Drove back to Chicagoland Saturday so I could continue guest teaching an adult education class Sunday morning. This week's topic was suburban church ministry, especially the tension between being contextualized and being countercultural. The class got into a discussion of church calling and "brand identity," what makes a church distinctive in a particular community to distinguish it from other area churches. Just as every radio station and TV channel tends to draw certain kinds of listeners or viewers, every church tends to attract certain kinds of people and not others. (The MTV show Beavis and Butthead was a "signature show" that not only attracted MTV's core demographic of males 18-25, it also repelled virtually everybody else, with the effect of purifying its audience for its advertisers.) Few churches, in actual practice, can really be all things to all people - but all churches can be some things to some people. So the challenge is in each church figuring out what they as a congregation are called in particular to be and do.

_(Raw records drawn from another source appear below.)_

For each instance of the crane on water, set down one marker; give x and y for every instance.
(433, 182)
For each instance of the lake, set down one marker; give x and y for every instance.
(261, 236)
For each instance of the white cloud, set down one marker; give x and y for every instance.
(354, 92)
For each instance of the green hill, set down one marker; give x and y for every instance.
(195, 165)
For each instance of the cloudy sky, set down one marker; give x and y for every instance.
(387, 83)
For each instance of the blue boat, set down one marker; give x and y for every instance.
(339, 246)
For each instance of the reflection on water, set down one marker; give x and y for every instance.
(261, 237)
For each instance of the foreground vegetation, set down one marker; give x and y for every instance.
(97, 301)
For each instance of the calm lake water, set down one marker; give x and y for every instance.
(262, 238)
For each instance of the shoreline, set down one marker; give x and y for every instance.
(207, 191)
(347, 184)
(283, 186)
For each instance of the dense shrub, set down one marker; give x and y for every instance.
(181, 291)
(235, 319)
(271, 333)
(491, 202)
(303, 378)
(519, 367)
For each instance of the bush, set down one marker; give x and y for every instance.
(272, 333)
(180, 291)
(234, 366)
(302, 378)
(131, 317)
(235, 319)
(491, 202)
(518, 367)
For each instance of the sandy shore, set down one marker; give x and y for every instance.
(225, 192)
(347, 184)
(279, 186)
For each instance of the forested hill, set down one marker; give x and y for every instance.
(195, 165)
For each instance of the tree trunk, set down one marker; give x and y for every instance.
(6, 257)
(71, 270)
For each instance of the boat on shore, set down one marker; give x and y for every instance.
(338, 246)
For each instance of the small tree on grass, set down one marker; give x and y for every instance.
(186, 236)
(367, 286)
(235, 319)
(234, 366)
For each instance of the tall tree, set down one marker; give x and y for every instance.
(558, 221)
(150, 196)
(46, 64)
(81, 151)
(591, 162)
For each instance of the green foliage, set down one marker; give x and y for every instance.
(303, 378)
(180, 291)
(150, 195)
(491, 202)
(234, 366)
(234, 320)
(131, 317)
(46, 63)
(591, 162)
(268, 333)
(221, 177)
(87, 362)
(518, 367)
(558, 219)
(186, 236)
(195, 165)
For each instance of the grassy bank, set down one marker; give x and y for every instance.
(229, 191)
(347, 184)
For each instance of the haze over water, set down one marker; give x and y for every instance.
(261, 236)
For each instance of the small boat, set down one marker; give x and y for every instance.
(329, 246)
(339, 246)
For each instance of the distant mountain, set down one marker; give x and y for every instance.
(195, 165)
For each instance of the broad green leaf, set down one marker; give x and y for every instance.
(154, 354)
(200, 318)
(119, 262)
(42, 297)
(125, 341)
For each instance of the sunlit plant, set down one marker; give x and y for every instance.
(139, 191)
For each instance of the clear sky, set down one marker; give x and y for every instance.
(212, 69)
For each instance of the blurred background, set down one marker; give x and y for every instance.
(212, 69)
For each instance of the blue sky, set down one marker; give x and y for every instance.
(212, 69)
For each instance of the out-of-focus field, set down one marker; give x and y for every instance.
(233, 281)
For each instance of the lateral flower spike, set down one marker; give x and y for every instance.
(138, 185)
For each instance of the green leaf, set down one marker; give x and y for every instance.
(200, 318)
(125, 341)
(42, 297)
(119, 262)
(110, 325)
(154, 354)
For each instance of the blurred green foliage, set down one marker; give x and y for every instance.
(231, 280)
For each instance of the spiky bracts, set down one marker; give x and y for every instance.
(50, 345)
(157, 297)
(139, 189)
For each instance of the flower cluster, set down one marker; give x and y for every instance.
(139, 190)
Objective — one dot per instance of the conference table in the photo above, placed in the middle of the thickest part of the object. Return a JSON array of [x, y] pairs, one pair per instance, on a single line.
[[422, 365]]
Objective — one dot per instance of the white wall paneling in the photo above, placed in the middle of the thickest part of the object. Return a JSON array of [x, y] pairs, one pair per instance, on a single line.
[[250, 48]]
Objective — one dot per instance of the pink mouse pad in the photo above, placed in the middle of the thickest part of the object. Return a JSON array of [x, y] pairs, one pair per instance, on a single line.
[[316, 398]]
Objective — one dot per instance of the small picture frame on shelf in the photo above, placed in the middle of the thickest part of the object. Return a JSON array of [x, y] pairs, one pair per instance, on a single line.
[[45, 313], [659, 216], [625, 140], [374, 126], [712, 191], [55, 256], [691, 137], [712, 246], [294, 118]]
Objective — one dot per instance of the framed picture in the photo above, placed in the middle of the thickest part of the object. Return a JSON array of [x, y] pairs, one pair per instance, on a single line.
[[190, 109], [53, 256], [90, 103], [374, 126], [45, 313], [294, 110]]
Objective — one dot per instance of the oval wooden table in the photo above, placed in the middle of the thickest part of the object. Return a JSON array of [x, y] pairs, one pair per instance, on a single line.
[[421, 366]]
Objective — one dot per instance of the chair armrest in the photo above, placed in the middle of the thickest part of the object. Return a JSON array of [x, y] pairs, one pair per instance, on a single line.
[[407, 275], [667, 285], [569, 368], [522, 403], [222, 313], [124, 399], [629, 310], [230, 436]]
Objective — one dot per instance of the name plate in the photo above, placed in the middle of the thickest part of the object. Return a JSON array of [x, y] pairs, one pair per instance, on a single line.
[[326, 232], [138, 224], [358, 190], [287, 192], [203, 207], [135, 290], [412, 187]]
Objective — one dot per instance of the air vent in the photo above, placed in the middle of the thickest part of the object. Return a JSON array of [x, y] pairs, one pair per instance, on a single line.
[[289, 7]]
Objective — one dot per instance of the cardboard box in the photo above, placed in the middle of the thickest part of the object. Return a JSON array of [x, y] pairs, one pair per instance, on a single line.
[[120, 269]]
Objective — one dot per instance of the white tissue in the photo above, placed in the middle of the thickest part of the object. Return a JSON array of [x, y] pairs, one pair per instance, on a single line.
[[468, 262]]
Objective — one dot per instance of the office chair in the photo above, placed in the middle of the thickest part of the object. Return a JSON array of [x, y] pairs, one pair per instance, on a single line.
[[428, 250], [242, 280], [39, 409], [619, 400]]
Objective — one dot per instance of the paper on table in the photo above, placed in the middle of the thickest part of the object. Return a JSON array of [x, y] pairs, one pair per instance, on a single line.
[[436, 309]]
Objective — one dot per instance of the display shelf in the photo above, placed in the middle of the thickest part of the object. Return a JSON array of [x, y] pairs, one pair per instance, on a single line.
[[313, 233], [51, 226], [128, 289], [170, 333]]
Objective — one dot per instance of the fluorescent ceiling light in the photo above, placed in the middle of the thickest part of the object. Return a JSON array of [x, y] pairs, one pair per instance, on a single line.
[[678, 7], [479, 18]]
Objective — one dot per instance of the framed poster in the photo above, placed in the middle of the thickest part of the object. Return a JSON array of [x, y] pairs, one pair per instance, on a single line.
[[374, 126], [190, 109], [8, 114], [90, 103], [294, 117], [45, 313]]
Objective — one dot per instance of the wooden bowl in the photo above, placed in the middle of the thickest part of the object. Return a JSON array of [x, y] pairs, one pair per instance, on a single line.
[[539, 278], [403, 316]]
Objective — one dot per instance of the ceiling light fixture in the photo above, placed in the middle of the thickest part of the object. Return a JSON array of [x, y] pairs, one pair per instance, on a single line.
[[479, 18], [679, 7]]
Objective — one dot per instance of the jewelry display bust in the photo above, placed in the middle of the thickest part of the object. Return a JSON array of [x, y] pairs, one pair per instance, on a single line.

This led to a discussion of church competition, since in a suburban environment, the default setting is for people to shop for churches just as they shop for everything else. And it seems that churches compete with each other to have distinctive ministries. If I were to rewrite chapter 8 of my book today, I might revise it to frame this discussion less in terms of church competition and more in terms of church collaboration. Every individual local church needs to collaborate with other local churches because no one church can reach everybody in their community. But all the various churches working together can reach more people and more kinds of people than any one church can on their own.
At my college's Homecoming, one alum gave a presentation about what is going on in Rochester, Minnesota. A group of about twenty-five evangelical churches have gotten together as Team Rochester to work collaboratively. They do things like CareFest, a service project day where some 1700+ volunteers from all the churches combine to do practical service work around Rochester, painting public schools, helping with building and rehab projects for the park district and other community institutions. It's an amazing witness to the city of Rochester that could not have been done by one church on its own, but can be done with all of the churches working together, each contributing various gifts and emphases.
Too often we only apply 1 Corinthians 12 on an individual basis - each individual Christian is a part of the body, an eye, an ear, a hand, etc. But I think this applies on a congregational basis as well. The body of Christ is made up of many local congregations, each of which has their own distinctive callings and giftedness. And the more that churches get to know the other churches in their area, the less they'll think of one another in terms of "the competition" and instead they'll see how they can collaborate together to minister to and reach the whole community.